OptoCloud: Ultra-fast optically interconnected heterogeneous Data Centers
1 March 2021
Designing heterogeneous, disaggregated and sustainable Data Center and HPC systems, enabled by energy efficient, scalable, single hop, and nanosecond speed optical circuit switched network technologies.
Amount £ 1 120 128
Project Website EPSRC
Research topics Heterogeneous and disaggregated data center and high performance computing architectures | Compute and optical network co- design/optimization/control | Energy efficient and nanosecond speed optical circuit switched interconnects | Ultra-fast optical switching and hardware (FPGA/ASIC) scheduling | Optics for machine learning and machine learning for optics
The majority of human activities, including transport, Internet, banking, public health and entertainment, depend on Data Centers. Cloud traffic is forecasted to grow exponentially and accounts for 95% of global traffic. Data centers currently consume 2% of the World’s electricity and it is estimated to reach up to 15% by 2030.
Currently, all data center networks are formed based on hierarchical electronic packet-switched networks; however, they can't keep up with demand creating an ever-increasing gap between data growth and Moore's Law. So, while computing node power, measured in flop/s, has increased by 65 times in the last 18 years, the node communication bandwidth has only increased by 4.8 times and the bytes communicated per flop have decreased 8 times.This creates a computation to communication wall, minimizing data movement and constraining applications to operate locally. In addition, these systems also suffer from very high median latencies, (100microseconds) (order of 100microseconds), and 99.9-percentile tail latencies, (100ms), to the detriment of the system and application performance.

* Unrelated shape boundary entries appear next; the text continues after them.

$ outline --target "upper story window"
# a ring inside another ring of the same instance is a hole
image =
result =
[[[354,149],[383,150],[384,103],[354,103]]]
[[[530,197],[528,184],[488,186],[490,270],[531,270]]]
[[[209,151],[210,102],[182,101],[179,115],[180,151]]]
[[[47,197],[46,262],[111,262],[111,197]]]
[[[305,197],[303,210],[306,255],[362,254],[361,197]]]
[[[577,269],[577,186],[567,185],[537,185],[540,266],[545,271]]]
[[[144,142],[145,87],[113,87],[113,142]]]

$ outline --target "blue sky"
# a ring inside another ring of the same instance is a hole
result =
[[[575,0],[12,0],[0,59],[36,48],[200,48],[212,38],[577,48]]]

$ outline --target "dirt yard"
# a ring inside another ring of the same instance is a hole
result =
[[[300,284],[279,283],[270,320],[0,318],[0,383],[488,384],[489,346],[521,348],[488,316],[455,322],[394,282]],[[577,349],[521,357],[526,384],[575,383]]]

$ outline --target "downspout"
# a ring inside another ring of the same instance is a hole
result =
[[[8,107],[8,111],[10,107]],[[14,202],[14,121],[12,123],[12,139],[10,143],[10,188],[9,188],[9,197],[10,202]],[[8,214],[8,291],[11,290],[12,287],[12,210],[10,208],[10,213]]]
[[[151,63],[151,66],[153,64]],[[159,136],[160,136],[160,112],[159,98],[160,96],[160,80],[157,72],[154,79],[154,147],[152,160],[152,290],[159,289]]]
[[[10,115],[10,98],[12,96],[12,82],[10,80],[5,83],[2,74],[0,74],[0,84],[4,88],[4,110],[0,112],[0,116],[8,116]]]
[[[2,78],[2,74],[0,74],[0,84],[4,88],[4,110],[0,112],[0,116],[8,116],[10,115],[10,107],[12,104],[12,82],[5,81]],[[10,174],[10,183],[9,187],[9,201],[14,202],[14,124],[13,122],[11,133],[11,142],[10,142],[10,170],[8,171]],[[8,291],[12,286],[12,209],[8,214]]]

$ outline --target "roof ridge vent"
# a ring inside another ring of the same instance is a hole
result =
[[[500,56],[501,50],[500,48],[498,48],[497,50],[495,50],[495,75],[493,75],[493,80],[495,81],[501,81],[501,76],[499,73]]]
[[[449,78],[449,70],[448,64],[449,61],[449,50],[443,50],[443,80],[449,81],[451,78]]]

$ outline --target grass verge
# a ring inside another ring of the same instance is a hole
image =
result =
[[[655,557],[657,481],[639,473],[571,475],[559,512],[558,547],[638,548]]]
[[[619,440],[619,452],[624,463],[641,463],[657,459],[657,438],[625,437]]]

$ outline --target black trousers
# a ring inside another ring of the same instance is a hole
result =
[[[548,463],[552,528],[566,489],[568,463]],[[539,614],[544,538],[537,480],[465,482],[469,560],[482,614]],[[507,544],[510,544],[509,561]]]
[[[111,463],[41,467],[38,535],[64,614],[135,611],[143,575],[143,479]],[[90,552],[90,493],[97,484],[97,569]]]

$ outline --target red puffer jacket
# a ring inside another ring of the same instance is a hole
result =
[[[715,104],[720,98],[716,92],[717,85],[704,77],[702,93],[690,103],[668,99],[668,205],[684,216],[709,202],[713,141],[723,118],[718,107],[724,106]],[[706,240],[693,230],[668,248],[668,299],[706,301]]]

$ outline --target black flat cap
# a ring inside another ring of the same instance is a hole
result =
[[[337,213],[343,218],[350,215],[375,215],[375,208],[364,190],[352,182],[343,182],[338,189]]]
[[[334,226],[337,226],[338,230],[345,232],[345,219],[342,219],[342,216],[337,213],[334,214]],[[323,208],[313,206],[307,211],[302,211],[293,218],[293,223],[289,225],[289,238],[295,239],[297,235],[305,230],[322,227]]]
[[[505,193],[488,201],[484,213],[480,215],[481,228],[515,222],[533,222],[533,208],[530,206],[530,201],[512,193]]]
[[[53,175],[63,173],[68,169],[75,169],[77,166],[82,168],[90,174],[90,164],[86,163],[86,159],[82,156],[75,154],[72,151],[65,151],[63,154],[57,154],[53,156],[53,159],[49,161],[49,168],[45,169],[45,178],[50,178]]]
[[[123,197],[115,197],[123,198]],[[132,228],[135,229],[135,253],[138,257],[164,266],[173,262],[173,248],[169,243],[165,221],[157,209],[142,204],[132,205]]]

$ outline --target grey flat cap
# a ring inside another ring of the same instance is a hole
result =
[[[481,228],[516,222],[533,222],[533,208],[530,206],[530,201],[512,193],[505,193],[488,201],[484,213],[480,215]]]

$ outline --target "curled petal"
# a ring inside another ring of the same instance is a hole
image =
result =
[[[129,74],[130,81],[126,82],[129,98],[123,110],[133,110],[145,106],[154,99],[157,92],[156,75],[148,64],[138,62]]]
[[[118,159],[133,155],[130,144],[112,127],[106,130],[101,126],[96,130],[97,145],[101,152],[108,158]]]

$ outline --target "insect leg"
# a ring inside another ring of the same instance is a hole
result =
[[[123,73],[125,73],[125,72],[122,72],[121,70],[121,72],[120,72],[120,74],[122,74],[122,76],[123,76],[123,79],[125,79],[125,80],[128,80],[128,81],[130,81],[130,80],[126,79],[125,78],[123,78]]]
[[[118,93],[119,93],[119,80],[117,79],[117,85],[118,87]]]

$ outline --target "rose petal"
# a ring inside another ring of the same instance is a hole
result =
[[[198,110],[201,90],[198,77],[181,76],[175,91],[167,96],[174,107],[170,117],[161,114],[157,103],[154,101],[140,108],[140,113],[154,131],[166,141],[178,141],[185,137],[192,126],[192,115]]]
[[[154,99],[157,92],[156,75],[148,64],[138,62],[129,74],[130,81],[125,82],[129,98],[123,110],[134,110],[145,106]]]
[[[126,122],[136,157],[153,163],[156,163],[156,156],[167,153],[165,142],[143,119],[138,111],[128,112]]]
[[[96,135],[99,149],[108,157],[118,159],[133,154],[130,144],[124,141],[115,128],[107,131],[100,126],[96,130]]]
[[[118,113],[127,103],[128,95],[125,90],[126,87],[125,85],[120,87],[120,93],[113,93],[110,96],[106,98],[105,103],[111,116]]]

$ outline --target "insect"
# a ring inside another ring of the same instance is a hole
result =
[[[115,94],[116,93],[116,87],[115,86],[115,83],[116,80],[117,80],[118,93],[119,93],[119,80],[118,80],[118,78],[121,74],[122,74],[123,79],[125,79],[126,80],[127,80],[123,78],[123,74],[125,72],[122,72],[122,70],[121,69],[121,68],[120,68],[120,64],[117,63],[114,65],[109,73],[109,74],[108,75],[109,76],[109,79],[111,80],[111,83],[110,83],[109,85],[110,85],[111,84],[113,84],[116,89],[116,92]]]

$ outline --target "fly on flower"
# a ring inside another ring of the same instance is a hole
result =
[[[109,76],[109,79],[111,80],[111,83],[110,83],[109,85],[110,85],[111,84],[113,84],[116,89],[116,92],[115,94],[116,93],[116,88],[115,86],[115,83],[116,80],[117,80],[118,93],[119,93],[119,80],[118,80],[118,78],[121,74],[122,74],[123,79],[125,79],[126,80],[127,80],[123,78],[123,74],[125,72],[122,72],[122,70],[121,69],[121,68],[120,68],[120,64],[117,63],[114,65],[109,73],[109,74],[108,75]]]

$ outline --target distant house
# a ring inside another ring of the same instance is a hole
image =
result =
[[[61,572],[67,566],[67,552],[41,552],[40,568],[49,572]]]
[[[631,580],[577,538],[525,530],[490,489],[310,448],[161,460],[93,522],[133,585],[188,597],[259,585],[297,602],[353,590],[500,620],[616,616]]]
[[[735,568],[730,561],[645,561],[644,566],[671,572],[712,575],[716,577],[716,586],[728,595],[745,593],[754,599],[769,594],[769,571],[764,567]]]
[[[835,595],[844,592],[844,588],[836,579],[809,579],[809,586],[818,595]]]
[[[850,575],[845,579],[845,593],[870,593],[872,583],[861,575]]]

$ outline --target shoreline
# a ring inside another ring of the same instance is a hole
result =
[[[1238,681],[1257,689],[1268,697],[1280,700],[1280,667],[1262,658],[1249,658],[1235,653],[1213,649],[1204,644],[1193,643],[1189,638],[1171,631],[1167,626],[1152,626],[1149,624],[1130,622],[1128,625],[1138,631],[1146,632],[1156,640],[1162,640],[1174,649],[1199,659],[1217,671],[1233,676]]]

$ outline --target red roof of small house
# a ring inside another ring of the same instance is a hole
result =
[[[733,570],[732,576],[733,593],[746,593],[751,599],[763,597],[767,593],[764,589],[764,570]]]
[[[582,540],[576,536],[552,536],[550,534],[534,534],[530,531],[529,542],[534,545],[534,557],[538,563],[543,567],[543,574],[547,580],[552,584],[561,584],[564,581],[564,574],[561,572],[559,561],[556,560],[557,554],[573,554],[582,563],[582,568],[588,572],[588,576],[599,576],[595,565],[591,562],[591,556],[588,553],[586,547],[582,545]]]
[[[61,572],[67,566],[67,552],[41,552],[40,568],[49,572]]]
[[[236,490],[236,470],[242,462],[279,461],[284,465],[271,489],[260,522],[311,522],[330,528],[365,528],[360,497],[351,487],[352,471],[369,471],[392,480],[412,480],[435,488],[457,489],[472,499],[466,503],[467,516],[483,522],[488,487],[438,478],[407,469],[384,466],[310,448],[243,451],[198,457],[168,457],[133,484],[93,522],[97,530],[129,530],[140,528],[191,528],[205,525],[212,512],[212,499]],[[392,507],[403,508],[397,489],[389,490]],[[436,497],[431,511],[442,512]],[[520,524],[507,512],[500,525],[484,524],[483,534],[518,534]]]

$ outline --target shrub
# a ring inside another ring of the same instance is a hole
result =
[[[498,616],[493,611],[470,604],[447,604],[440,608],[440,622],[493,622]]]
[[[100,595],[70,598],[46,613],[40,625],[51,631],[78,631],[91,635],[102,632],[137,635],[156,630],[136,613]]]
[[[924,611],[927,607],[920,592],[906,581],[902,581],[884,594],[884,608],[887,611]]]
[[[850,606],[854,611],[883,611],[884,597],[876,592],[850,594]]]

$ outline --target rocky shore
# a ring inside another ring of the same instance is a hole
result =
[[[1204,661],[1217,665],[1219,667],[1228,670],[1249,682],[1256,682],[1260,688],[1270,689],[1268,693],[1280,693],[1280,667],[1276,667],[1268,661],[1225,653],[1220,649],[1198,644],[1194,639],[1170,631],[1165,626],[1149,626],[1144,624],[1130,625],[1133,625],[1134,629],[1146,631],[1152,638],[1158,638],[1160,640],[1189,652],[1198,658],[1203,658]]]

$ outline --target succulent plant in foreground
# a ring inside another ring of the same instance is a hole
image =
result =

Optical interconnects have the potential to offer orders-of-magnitude better network performance and energy efficiency, yet research to date has focused on replicating the packet switching principles that suffer from complexity. New architectures are needed not just to replace electronics with optics but substantially outperform them while being insensitive to workloads. Key challenges include sub-microsecond control, sub-nanosecond switching, ultra-low power transceivers and nanosecond-speed topology reconfiguration to support diverse communication primitives/requirements and workloads.
The OptoCloud fellowship aims to design and build an energy-efficient, cost-effective, scalable, single hop, and nanosecond speed optical circuit-switched network. This will interconnect heterogeneous systems made of servers, CPUs, accelerators, neuromorphic processors, memory elements, storage to support different parts (rack, end-of-row) and sizes of data centers (small-medium size ~10-100,000 to ~1,000,000 server farm). Crucially, the network aims to offer zero data loss, without in-network:
b) active switching and routing
c) network header addressing and processing to minimize complexity, and to consume very low power.
Furthermore, the system also will inherently support 1-to-1, 1-to-N, N-to-N and N-to-1 connectivity in a synchronous manner without the need for data replication for multi/broad-casting, currently not possible.This is key to support diverse workloads such as storage caching, large-scale database lookups, training distributed deep neural networks, parallel computing that use communication primitives such as allreduce, broadcast and reduce, gather and scatter, all-to-all among others.
To achieve these, OptoCloud will explore the fundamental challenges of sub-nanosecond optical switching, near receiver-less low-power transceivers and nanosecond scheduling able to reconfigure circuits and shape IT and network topologies every 10s-100s of nanoseconds. It aims to offer orders of magnitude improvement in a) switching, b) scheduling and network topology re-configuration, c) power consumption, d) medium and tail latency and finally e) throughput with zero data loss.
The PI will work with the PDRAs, PhD students, industrial partners (Microsoft, Finisar, Xilinx, Sumitomo Electric), as well as universities (Columbia and National Technical University of Athens) and form a unique compute and optical network ecosystem to methodologically answer fundamental questions while reflecting all necessary requirements on the proposed concepts, and rigorously evaluating developed technologies using industrial driven use case scenarios.